Yes, the main advantage of percutaneous annular repair is it allows future complementary procedures such as leaflet repair or valve replacement to be performed if needed. Preserving the native valve anatomy is especially important in cases of mixed and complex aetiologies.

The Cardioband implant interacts only with the annulus, meaning it does not obstruct the future possibility of repair or replacement.

How does mitral annular dilatation affect the mitral valve? For example, can it lead to mitral regurgitation?

Mitral valve annular dilatation is one factor behind mitral regurgitation, and is almost invariably present in all patients. In some cases, it is primary (e.g. annular dilatation in patients with chronic atrial fibrillation), and in other cases it is the consequence of left ventricular remodelling (e.g. annular dilatation in patients with functional mitral regurgitation). Most of the patients I see in my clinic with mitral regurgitation have annular dilatation.

What are the current approaches to treating mitral annular dilatation?

There are several surgical rings (almost 50 different types), as well as several direct and indirect transcatheter annular repair systems under investigational and commercial use.

To date, in my opinion, Cardioband is the only available transcatheter device to perform annular repair with consistent and substantial annular remodelling. Other systems can only partially remodel the annulus and, thus, have to be considered palliative treatments with limited applicability.

Why might percutaneous annular repair be an effective treatment option for annular dilatation?

When dilatation is the problem, then transcatheter annular repair is actually superior to surgery as it can deliver the same treatment through a minimally invasive approach. There are no incisions, no heart lung machines, no ischaemia, and—most importantly—it is performed on the beating heart. This allows for adjustment of annular reduction and real-time confirmation of procedural results.

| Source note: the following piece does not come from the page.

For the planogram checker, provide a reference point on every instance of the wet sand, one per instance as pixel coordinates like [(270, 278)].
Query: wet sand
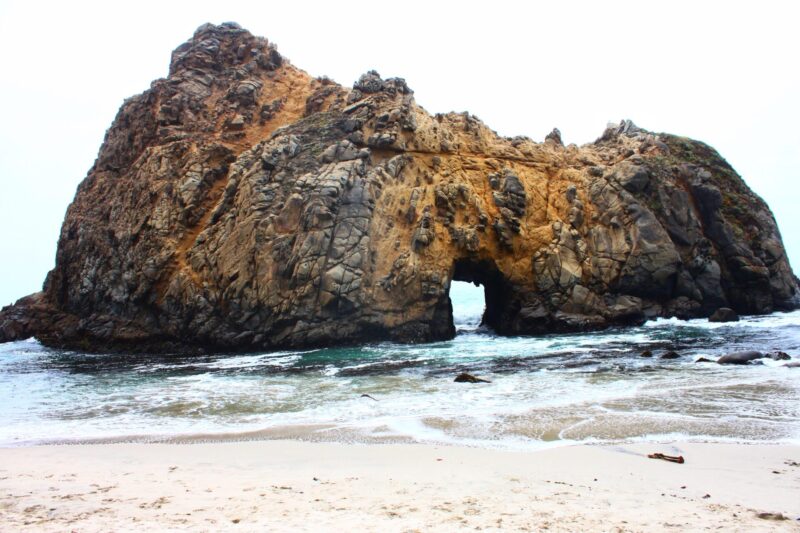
[(290, 485)]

What evidence is available for managing annular dilatation with percutaneous annular repair?

Data are only available for the Cardioband Mitral System; in my opinion, the only device to reliably address annular dilatation.

What further evidence is needed for the management of mitral dilatation?

We need a head-to-head comparison with other repair procedures, and we need to define the ideal timing for this procedure. Different from MitraClip (closing the door to other interventions) or replacement (consequences of the prosthesis), percutaneous annular repair has the potential to be implemented and applied in the early phase of  congestive heart failure with functional mitral regurgitation, to try to obtain a greater prognostic benefit and induce reverse remodelling.